25) L’insoutenable légèreté de notre « politique d’asile » (1/2) Les « reçus-collés » de la régularisation PDF Imprimer Envoyer

Trois ans, cinq ans, huit ans et plus parfois, qu’ils sont là, chez nous, chez eux, sans papiers, sans permis donc sans travail, dans une semi-clandestinité plus que précaire.  Las d’attendre que, du haut de son invraisemblable pouvoir discrétionnaire de ministre en charge de l’asile et de la migration, une seule et même personne daigne enfin se pencher sur leur dossier et y autoriser le mot magique : régularisation. En vain…

Voilà dix mois, dans la foulée de nouvelles législations réorganisant l’asile et l’accueil – qui sont deux compétences administratives distinctes - on avait cru voir une lueur d’espoir dans la perspective d’un accord gouvernemental sur des critères clairs, objectifs et permanents, applicables à l’avenir pour une régularisation mieux régulée.
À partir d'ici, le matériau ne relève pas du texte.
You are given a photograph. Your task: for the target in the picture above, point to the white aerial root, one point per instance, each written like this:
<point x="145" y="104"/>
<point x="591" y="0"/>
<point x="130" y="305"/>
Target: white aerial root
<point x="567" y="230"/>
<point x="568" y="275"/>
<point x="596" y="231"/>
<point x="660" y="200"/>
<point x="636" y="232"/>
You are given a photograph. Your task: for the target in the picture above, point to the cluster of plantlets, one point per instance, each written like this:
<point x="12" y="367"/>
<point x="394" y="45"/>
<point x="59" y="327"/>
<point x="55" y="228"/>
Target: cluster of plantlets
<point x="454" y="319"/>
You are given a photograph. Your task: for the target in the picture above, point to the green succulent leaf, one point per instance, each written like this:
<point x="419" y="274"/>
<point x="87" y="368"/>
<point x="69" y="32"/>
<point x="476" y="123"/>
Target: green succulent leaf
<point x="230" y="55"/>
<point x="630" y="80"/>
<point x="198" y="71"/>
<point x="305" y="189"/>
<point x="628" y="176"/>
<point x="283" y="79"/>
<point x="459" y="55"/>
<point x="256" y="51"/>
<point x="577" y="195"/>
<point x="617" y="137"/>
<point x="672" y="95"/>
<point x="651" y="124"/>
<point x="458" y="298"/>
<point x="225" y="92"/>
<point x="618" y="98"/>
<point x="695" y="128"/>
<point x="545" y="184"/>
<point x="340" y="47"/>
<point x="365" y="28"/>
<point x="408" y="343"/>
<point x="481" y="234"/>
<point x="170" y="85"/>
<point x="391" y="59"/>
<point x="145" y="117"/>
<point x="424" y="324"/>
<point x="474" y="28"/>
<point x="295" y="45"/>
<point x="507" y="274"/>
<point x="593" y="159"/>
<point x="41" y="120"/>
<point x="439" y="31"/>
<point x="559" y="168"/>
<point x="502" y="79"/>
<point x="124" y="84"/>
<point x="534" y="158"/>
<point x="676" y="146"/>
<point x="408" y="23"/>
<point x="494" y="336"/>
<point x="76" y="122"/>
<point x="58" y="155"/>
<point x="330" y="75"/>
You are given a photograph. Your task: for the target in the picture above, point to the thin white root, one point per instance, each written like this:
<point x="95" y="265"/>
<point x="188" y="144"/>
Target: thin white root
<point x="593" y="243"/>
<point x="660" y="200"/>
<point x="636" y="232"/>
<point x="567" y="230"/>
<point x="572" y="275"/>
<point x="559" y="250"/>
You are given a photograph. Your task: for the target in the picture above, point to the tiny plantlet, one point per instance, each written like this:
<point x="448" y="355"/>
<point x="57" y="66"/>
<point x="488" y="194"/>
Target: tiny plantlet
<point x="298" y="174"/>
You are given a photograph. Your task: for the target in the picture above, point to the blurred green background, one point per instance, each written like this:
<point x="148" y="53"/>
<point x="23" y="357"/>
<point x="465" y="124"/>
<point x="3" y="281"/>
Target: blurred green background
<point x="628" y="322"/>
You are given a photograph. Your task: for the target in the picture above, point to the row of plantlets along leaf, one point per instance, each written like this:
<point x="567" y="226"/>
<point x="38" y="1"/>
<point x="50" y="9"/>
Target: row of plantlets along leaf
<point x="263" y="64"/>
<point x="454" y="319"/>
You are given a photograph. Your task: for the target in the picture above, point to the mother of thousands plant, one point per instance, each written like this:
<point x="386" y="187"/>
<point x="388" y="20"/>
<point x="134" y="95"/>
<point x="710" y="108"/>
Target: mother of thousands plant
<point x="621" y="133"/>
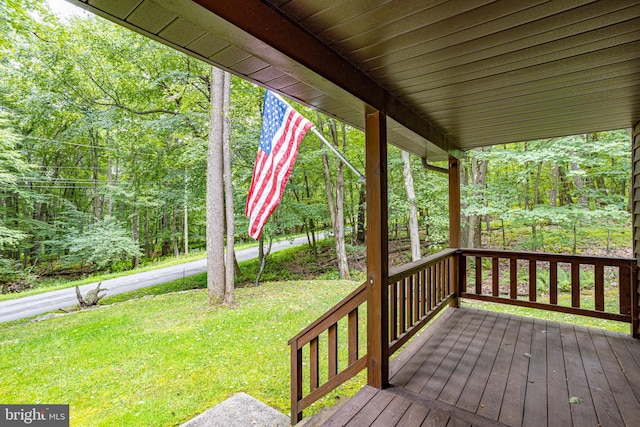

Comme, par exemple, le constat d’une trop longue durée de procédure en cours, soit plus de 4 ou 5 ans selon qu’il s’agisse d’un cas familial ou individuel. Ou comme, en corollaire presque, l’existence probante d’un début d’intégration, par l’établissement d’attaches durables devenues, dans les textes préparatoires à la circulaire attendue, un « ancrage local durable » : connaissance d’une de nos langues nationales, scolarisation des enfants, participation volontaire à des activités sociales… Jusqu’à prendre en compte un éventuel travail, dont il faut supposer qu’il devrait être ou avoir été légal et déclaré, mais de quelle manière – un permis B ou C provisoire ? -  c’est une autre histoire (puisqu’en principe pas de permis de séjour = pas de permis de travail, pas d’accès à l’emploi favorisant et finançant le séjour : logique infernale à la base du travail au noir ).